Por supuesto que las luchas están motivadas por problemas concretos y las soluciones a los mismos deben situarse en la misma concreción, pero la justicia a la que nosotros y nosotras aspiramos va más allá de la administración de las leyes, aceptar únicamente esto supondría quedarnos en lo formal, reduciendo nuestro compromiso a lo políticamente correcto, corriendo el peligro de instrumentalizar la lucha por la justicia, preocupados más por los frutos que por los procesos que hemos emprendido con las personas, centrados más en lo que conseguiremos, que en la acogida, el abajamiento y el compartir lo que ha supuesto el camino, junto a otros, de esa lucha.

Construir el Reino de Dios y su justicia, la senda hacia la utopía supone generar comunión creando lazos, relaciones con las personas y entre las personas, estableciendo redes que nos agrupen en la diversidad, pero con una misma motivación: el amor hacia las víctimas de las injusticias cometidas en nombre del progreso, el crecimiento o la economía del libre mercado.

Para desarrollar nuestra humanidad primero tenemos que darnos a nosotros y nosotras mismas, descubrir que lo que nos da la verdadera felicidad es la gratuidad. Entregarnos por amor a la causa de a quienes se quiere invisibilizar, empobrecer y olvidar.

Nuestra tarea, por insignificante que nos pueda parecer, es ese granito de arena, que junto a otros, origina una duna.
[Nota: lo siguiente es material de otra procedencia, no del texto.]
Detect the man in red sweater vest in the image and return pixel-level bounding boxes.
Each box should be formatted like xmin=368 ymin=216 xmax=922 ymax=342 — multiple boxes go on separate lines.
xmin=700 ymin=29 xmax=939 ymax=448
Nada resulta inútil si lo hacemos por amor.

Rovirosa lo dijo con claridad: «Todo lo que se basa en el tiempo y pasa con el tiempo tiene poco interés. Lo único interesante es la eternidad. Pero el error de muchos es creer que la eternidad es “otra cosa”, cuando la estupenda verdad es que eternidad ya es “esto”; que estamos viviendo y construyendo en plena eternidad.

Lo único interesante, verdaderamente interesante, que ofrece el máximo interés es trabajar y sacrificarse por el Reino de Dios y su Justicia. Todo lo demás no ofrece más interés que el de una añadidura.

Pero esto, ¿cuántos lo creen… de verdad?».[2]

 

[1] Rovirosa, Guillermo. Obras Completas. Tomo V, p. 473.